Running this example provides the following output (truncated for brevity):

In [None]:
# Fit the model
model.fit(X, Y, validation_split=0.33, epochs=150, batch_size=10, callbacks=callbacks_list,
verbose=0)

You should see the weight file in your local directory.

`weights.best.hdf5`

## Loading a Saved Neural Network Model

Now that you have seen how to checkpoint your deep learning models during training, you need to review how to load and use a checkpointed model. The checkpoint only includes the model weights. It assumes you know the network structure. This too can be serialized to file in JSON or YAML format. In the example below, the model structure is known, and the best weights are loaded from the previous experiment, stored in the working directory in the `weights.best.hdf5` file. The model is then used to make predictions on the entire dataset.

In [None]:
import tensorflow as tf

# MLP for Pima Indians Dataset Serialize to JSON and HDF5
from tensorflow.keras.models import Sequential
from tensorflow.keras.layers import Dense

import numpy

# fix random seed for reproducibility
seed = 7
numpy.random.seed(seed)

# create model
model = Sequential()
model.add(Dense(12, input_dim=8, kernel_initializer='uniform', activation='relu'))
model.add(Dense(8, kernel_initializer='uniform', activation='relu'))
model.add(Dense(1, kernel_initializer='uniform', activation='sigmoid'))

# load weights
model.load_weights("weights.best.hdf5")

# Compile model (required to make predictions)
model.compile(loss='binary_crossentropy', optimizer='adam', metrics=['accuracy'])
print("Created model and loaded weights from file")

# load pima indians dataset
dataset = numpy.loadtxt("../../datasets/pima-indians-diabetes.data.csv", delimiter=",")
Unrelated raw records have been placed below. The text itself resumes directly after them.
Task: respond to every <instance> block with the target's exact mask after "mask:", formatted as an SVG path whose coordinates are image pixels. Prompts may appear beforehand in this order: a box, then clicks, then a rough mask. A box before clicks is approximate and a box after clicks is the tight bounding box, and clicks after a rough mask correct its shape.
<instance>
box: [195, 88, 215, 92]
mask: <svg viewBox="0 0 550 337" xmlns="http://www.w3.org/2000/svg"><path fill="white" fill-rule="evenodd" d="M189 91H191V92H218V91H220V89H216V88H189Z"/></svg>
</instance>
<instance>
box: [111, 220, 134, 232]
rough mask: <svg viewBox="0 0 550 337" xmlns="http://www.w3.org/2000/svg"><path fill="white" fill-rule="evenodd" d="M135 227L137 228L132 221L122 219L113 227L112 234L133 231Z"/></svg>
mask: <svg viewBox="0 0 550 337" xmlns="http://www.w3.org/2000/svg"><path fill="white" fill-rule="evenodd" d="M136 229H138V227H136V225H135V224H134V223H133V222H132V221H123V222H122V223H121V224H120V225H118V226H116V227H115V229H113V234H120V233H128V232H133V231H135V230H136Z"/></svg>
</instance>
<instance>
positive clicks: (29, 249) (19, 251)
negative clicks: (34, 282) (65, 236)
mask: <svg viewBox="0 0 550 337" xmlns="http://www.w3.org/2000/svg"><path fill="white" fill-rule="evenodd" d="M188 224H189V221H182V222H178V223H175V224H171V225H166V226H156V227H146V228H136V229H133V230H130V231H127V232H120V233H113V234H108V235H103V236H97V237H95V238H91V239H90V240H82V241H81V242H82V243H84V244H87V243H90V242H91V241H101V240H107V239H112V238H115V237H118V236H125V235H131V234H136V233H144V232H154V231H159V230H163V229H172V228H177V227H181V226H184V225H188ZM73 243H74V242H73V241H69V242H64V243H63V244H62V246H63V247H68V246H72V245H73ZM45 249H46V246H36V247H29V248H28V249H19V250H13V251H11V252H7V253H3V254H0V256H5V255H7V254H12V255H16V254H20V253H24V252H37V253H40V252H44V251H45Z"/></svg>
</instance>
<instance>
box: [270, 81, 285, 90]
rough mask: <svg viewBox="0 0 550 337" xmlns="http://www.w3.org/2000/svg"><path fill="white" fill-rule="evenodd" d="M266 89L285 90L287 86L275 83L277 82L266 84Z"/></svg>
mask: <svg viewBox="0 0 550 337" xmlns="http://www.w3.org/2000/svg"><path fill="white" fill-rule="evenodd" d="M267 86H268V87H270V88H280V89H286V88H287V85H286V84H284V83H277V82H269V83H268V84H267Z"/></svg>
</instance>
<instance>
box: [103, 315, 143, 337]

# split into input (X) and output (Y) variables
X = dataset[:,0:8]
Y = dataset[:,8]

Running the example produces the following output:

In [None]:
# estimate accuracy on whole dataset using loaded weights
scores = model.evaluate(X, Y, verbose=0)
print("%s: %.2f%%" % (model.metrics_names[1], scores[1]*100))

## Summary

In this lesson, you have discovered the importance of checkpointing deep learning models for long training runs. You learned:

* How to use Keras to checkpoint each time an improvement to the model is observed.
* How to only checkpoint the very best model observed during training.
* How to load a checkpointed model from a file and use it later to make predictions.